Our excitement on the Inflation Reduction Act is driven heavily from the project perspective. But there is real meaningful policy that will drive manufacturing in the US as well.

The Inflation Reduction Act (IRA) was signed into law on Tuesday 8/16/2022. The IRA has some key now higher tax credits for solar and energy storage.

Most beneficial for solar projects:

  • Investment Tax Credit (ITC) increases from current 26% to new 30% with size OR prevailing wage & apprenticeship requirements
  • Additional 10% ITC available with domestic content minimums
  • Additional 10% ITC available in qualified energy communities (generally brownfields or former coal areas) or in low income areas

Thus projects could receive as much as a 50% investment tax credit, which would lower the delivered project cost.

Most beneficial for energy storage projects:

  • New standalone Investment Tax Credit (ITC) of 30%
  • Additional 10% ITC available with domestic content minimums (we have an option that would comply)
  • Additional 10% ITC available in qualified energy communities (generally brownfields or former coal areas) or in low income areas

Thus projects could receive as much as a 50% investment tax credit, which would lower the delivered project cost.

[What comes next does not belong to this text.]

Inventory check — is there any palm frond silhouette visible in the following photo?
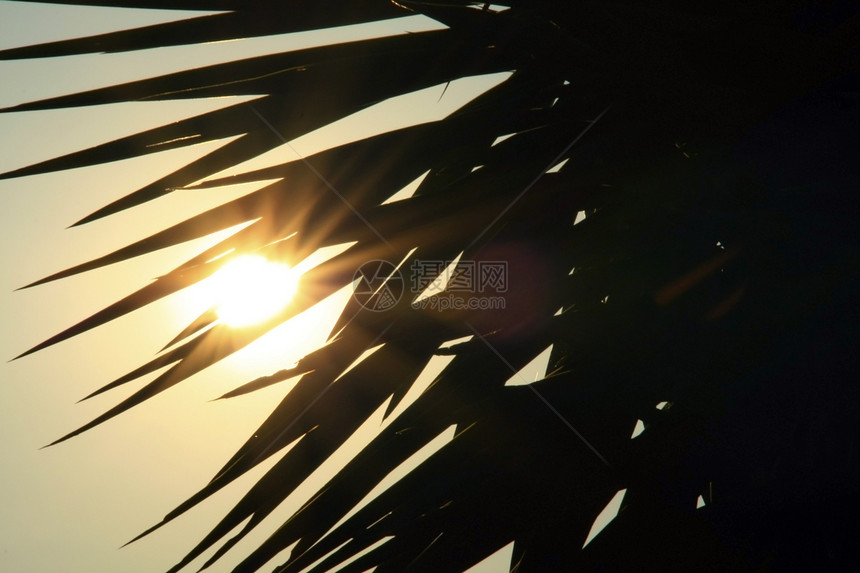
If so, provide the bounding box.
[0,0,860,573]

Direct Pay Option for Tax Exempt Entities:
Additionally, the tax credits have a “direct pay” provision that allows tax exempt entities to receive direct payment of the Investment Tax Credit

The $369 billion in climate and energy funding in the Inflation Reduction Act isn’t just the biggest-ever U.S. investment in combatting climate change. It also promises to deliver for the first time a comprehensive U.S. clean energy industrial policy — a plan to transform the country from a laggard to a leader in making the technologies vital to combating climate change.